While most of the AML Resolution requirements apply to FIs and DNFBPs, the scope of application has been expanded to include (among others):

(a) companies established in the UAE, which must now maintain records to be used for CDD purposes;

(b) providers of “Money or Value Transfer Services” (“MVTS“) established in the UAE, which are now required to be licensed by the relevant UAE authority, and must comply with the AML resolution. In the absence of a definition under the AML resolution, the FATF guidance on MVTS defines these as: “financial services that involve the acceptance of cash, cheques, other monetary instruments or other stores of value and the payment of a corresponding sum in cash or other form to a beneficiary by means of a communication, message, transfer, or through a clearing network to which the MVTS provider belongs“; and

(c) every company in the UAE, which must now comply with the UAE authorities’ instructions in relation to the implementation of UNSCRs on sanctions.

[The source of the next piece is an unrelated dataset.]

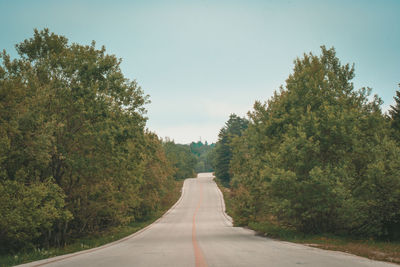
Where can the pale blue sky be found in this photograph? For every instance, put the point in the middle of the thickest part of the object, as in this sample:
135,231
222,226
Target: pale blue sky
201,60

Companies should first determine whether the AML resolution applies to them, and if it does, determine the extent of its application.

Companies to whom the AML resolution does apply would be best advised to:

(a) carry out a gap analysis to determine the degree of compliance of their existing compliance and AML policies with the detailed requirements introduced under the AML Resolution;

(b) consider updating their business processes and practices, policies and procedures (e.g., client take-on, processing of payments) in light of the new requirements; and

(c) ensure that the CDD information they hold on existing clients satisfies the new requirements of the AML Resolution (note that the AML resolution does not provide for a grace period).

Finally, given the AML Resolution’s alignment with the FATF recommendations, we encourage the legal and compliance functions to familiarize themselves with the AML guidance published by the FATF.